In 2011, Akbar moved to St. Petersburg and found a job as a driver in a car service. He soon obtained Russian citizenship, and each year Akbar took a holiday and went to visit his family in Osh, but he didn’t in 2015 and 2016.

His brother said that Akbar used to say that he was serving in the Russian military, but his relatives don’t have photographs of him in the army and don’t know in which unit he could have served.

The Jalilov family doesn’t believe that Akbar decided to become a suicide bomber. They think he was set up, tricked into taking the bag and backpack with the bomb, which was then set off remotely.

After the terrorist attack, Akbar's father, mother and brother were interrogated by the State Committee of National Security (SCNS) and the Interior Ministry.
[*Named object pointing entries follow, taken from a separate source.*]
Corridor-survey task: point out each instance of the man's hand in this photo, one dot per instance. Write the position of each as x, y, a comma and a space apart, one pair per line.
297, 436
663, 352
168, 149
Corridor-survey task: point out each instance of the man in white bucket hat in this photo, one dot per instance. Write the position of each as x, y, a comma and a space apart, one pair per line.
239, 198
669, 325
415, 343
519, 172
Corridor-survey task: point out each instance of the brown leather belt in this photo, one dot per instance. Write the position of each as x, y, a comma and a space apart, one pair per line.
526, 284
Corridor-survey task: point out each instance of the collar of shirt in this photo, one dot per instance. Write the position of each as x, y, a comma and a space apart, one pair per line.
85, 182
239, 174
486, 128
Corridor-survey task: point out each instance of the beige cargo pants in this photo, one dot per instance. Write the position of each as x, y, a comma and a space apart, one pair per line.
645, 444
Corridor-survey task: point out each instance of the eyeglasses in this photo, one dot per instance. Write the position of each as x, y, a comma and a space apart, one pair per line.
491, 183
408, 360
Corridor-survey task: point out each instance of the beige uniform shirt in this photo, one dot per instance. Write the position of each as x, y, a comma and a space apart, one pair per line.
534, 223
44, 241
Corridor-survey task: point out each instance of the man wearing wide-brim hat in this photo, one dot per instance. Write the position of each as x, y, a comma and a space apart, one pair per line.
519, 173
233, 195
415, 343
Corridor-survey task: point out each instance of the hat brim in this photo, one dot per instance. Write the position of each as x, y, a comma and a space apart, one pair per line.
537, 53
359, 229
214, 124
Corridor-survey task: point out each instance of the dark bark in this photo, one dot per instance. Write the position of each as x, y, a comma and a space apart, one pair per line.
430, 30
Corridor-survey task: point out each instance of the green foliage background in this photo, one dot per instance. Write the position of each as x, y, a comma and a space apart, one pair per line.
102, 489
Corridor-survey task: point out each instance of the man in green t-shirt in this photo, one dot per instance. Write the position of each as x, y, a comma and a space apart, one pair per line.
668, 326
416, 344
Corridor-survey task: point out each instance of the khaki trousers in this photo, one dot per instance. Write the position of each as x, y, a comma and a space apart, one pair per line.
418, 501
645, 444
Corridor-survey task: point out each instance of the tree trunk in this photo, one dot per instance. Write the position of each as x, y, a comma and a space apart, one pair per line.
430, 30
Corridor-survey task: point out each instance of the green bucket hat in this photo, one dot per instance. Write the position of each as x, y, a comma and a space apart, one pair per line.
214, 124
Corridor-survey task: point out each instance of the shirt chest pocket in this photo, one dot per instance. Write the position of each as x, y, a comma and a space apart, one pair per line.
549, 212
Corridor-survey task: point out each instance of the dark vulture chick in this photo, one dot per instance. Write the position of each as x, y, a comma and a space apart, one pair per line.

"During the interrogation I was told that Akbar was linked to the Islamic State, but he never had any reason to get involved with ISIS," said Akhror. An RBK source in the Kyrgyzstan Interior Ministry confirmed that the Kyrgyz chapter of Akbar's biography, and the biographies of his entire family, are clean. There were never any problems with police, and no family member has a criminal record or links to radical religious movements.

The April 3 terrorist act in the St. Petersburg metro left 14 dead, including that of the suicide bomber. More than 60 people were injured. After the explosion the security forces discovered another bomb in the Ploschad Vostaniya metro station. The bag with the explosive device tested positive for Jalilov's DNA.

Eight suspected accomplices were detained on April 6-7 in Moscow and St. Petersburg, and three had been working as chefs at the Sushi Wok chain.

Upon searching their homes, authorities found firearms, ammunition and an explosive device that was identical to the one found in the Ploschad Vostaniya metro station. In Jalilov's home, investigators found materials that were supposedly used for making the bomb.